La lune dans le caniveau (Basta)
La lune est pleine, j’ai vu son reflet sur le pavé mouillé.
Ventre montgolfière, il y a 17 ans, je me suis retrouvée légalement hors circulation.
3614 par minitel et c'est comme si je prenais le bus... Bonjour, Bonsoir, pseudo "Lucie", un semblant de relations sociales pour juste réaliser que j'étais seule à couver, et qu'avec mon identité cachée je pouvais abréger ou prolonger la conversation, la maîtrise complète, le pouvoir de couper court.
Couper court à tout d'ailleurs, mon ventre étant le centre du monde, mais aussi envie d'écouter les autres.
Hors circuit, j'ai même trouvé le bon garçon prêt à prendre en charge la mère et l'enfant avant même que le bébé ne soit là.
Curieuse, couffin à la main, Lucie est allée prendre le petit café, au coin de ma rue. Et là, je me suis dit que ok, j'avais un gosse sans père, et que celui qui discutait avec moi était vraiment très bien, le pigeon idéal prêt à roucouler autour de mon nid et amener les vers de terre pour la becquetée du petit, mais que zut, ce café prenait une tournure bizarre.
D'avoir discuté par écran interposé avait été pour mon correspondant timide le seul moyen de prendre contact avec le sexe opposé. Il s'était enflammé tout seul.
Demi-tour dans les relations virtuelles, les roses blanches sous un bras, le couffin dans l'autre, je me suis dis basta , finit la pêche aux dialogues sur minitel , moi c'est le feeling, le rire au coin des yeux que j'aime, ce petit supplément d'épices et de rêves.
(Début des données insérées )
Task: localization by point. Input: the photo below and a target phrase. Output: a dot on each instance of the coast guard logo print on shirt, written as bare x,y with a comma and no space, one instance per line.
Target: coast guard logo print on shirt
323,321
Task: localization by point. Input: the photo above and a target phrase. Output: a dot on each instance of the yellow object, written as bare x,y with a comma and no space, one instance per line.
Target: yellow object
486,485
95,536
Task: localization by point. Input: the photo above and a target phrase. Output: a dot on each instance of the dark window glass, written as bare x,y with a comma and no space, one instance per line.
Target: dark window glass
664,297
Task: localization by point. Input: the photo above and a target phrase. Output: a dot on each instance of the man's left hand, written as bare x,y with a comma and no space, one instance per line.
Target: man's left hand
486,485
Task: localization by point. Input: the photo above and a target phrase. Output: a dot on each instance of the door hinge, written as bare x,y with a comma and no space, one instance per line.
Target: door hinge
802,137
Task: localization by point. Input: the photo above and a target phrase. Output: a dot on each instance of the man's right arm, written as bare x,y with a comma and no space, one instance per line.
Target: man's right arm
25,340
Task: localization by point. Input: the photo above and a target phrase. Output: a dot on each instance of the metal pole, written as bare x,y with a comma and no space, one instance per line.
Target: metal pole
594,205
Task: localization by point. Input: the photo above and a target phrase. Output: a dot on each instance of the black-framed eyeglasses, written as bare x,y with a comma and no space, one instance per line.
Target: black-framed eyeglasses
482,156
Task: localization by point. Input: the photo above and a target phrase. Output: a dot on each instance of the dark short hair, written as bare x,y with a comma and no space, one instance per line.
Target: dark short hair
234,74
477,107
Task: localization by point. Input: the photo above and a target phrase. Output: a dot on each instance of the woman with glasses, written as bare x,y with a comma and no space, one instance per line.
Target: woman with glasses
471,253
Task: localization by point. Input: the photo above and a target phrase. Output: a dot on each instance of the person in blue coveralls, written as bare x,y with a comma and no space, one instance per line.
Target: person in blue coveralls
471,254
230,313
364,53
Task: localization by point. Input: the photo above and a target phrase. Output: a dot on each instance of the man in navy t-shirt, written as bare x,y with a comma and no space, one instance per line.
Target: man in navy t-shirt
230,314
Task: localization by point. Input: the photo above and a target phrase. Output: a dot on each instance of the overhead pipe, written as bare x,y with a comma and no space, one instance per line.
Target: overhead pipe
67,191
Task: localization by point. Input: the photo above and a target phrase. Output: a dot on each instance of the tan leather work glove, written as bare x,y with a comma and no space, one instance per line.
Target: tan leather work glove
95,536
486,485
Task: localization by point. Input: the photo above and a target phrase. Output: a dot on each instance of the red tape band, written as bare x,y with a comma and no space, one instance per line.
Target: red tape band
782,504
Après, entre boulot, bébé et nidification gros blanc sur les relations virtuelles, pour les relations sexuelles tout court, le milieu professionnel m’a dépanné, une famille d’accueil sans histoires, quelques câlins dans le respect mutuel en 20 ans de boîte, rassurant de savoir que j’ai la possibilité de grappiller un peu de plaisir.
Fourmis suractive, je consulte et traque l’info sur Internet via carte modem, consultations rapides, tarifs prohibitifs.
Fascinée par toutes les possibilités.